Alasan-alasan Pengahapus Pidana.
Alasan penghapus pidana ada 2 yaitu ;
- Alasan Pemaaf ialah alasan yang menghilangkan sifat kesalahan pelaku, sehingga perbuatan tersebut diperbolehkan, pasal 44 KUHP (cacad mental), pertumbuhan yang idiot, penyakit (orang gila)
- Alasan Pembenar ialah alasan yang menghilangkan sifat melawan hukum.

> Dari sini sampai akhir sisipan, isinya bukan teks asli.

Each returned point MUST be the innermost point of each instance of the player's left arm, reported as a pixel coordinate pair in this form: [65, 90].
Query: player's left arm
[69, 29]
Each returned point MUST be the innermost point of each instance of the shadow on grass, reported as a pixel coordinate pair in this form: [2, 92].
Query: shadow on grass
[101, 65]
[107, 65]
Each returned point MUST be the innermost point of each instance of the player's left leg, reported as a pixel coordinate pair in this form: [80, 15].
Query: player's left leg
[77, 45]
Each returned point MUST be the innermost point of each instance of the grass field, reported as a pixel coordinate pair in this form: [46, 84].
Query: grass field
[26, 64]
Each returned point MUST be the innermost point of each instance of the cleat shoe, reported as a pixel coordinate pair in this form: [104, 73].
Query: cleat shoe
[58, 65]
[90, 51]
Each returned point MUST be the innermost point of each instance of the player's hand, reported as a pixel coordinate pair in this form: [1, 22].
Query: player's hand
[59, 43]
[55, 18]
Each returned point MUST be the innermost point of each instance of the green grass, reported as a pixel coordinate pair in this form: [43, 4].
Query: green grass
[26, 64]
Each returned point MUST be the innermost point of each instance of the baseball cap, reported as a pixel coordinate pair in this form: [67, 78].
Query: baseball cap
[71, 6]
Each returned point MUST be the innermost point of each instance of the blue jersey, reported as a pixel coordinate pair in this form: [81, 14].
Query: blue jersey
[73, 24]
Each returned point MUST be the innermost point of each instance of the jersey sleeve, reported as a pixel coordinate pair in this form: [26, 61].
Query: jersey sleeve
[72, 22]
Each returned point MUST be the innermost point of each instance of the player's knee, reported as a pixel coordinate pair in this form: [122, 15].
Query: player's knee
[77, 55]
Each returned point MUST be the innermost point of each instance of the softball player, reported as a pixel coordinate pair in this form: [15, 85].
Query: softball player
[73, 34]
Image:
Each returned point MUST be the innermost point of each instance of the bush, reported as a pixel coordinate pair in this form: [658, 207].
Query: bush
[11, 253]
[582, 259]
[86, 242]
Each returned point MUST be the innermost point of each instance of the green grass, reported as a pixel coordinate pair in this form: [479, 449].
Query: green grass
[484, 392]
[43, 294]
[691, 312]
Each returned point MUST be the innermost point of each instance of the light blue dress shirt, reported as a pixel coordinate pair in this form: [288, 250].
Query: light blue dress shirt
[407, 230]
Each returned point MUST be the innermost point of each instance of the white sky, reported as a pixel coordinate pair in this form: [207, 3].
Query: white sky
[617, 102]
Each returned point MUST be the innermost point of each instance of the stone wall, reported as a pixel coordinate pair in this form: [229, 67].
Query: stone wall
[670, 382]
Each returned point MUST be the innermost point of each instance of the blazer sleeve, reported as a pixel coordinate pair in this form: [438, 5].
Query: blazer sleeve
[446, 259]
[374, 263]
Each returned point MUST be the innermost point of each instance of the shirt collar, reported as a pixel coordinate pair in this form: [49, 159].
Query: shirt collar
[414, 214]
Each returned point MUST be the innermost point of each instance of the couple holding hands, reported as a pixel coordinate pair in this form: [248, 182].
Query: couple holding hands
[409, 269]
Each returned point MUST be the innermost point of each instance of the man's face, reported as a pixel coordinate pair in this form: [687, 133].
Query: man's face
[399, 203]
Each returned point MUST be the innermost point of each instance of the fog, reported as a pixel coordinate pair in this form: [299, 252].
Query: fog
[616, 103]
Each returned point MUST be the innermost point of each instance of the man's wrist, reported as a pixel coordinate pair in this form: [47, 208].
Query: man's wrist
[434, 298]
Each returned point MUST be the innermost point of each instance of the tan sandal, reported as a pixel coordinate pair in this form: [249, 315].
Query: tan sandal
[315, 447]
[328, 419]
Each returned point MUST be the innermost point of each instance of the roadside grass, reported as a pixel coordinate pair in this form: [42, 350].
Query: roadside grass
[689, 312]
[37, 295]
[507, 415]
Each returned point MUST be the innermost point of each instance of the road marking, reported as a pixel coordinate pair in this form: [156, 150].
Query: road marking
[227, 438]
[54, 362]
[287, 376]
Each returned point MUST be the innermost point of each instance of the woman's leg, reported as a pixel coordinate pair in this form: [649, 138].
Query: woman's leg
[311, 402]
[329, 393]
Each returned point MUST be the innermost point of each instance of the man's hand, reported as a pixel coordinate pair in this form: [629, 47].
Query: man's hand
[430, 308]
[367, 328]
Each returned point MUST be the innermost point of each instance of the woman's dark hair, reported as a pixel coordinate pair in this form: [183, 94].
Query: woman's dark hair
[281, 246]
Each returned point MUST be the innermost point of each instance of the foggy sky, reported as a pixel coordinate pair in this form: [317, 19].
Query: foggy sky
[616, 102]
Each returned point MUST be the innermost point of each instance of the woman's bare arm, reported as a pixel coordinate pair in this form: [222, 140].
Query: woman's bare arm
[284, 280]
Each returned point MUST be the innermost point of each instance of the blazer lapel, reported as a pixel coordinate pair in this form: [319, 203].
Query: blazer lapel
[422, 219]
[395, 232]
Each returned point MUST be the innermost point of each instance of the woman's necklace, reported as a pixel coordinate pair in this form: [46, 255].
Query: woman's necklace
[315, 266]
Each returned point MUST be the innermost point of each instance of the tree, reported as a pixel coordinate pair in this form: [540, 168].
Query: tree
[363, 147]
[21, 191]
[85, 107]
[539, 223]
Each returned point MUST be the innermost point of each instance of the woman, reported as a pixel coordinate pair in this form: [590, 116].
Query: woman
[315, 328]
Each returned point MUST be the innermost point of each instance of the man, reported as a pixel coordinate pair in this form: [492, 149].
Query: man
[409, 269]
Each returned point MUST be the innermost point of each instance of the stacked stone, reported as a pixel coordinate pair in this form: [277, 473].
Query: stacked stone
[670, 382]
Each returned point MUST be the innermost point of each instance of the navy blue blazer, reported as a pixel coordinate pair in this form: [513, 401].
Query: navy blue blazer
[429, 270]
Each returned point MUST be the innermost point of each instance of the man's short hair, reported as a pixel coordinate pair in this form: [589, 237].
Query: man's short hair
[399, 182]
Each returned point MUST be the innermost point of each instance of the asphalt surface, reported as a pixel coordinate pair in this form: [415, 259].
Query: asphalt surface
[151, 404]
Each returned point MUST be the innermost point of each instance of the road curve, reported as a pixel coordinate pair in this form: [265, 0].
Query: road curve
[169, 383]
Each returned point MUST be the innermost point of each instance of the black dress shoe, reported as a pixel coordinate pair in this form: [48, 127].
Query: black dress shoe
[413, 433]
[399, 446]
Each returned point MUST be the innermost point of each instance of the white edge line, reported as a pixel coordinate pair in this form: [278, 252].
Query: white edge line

- Pasal 48 KUHP_> daya paksa ( overmacht)
- Dalam literatur hukum
pidana biasanya daya paksa itu dibagi dua, yang pertama daya paksa yang absolut
atau mutlak, biasanya disebut vis absoluta. Bentuk ini sebenarnya bukan daya
paksa yang sesungguhnya, karena disini pembuat sendiri menjadi korban paksaan
fisik orang lain. Jadi ia tidak mempunyai pilihan lain sama sekali. Misalnya,
seseorang yang diangkat oleh orang pegulat yang kuat lalu dilemparkan ke orang
lain sehingga orang lain itu tertindas dan cidera. Orang yang dilemparkan itu
sendiri sebenarnya menjadi korban juga sehingga sama sekali tidak dapat
dipertanggungjawabkan terhadap perbuatan menindas orang lain. Orang yang
dilemparkan ini tidak dapat berbuat lain. Daya paksa absolut seperti ini
bersifat fisik, tetapi dapat juga bersifat psikis, misalnya orang yang
dihipnotis, sehingga melakukan delik. Disinipun orang tersebut tidak dapat
berbuat lain. Dalam hal ini, daya paksa itu datang dari luar. Mungkin dari
manusia seperti disebutkan diatas, mungkin pula dari alam, misalnya pilot yang
pesawatnya terhempas ke landasan karena gempa dan menimpa pula pesawat lain
sehingga jatuh korban di pesawat lain itu.
Menurut Vos,
memasukkan vis absoluta ke dalam daya paksa adalah berkelebihan (overbodig),
karena pembuat yang dipaksa secara fisik itu sebenarnya tidak berbuat.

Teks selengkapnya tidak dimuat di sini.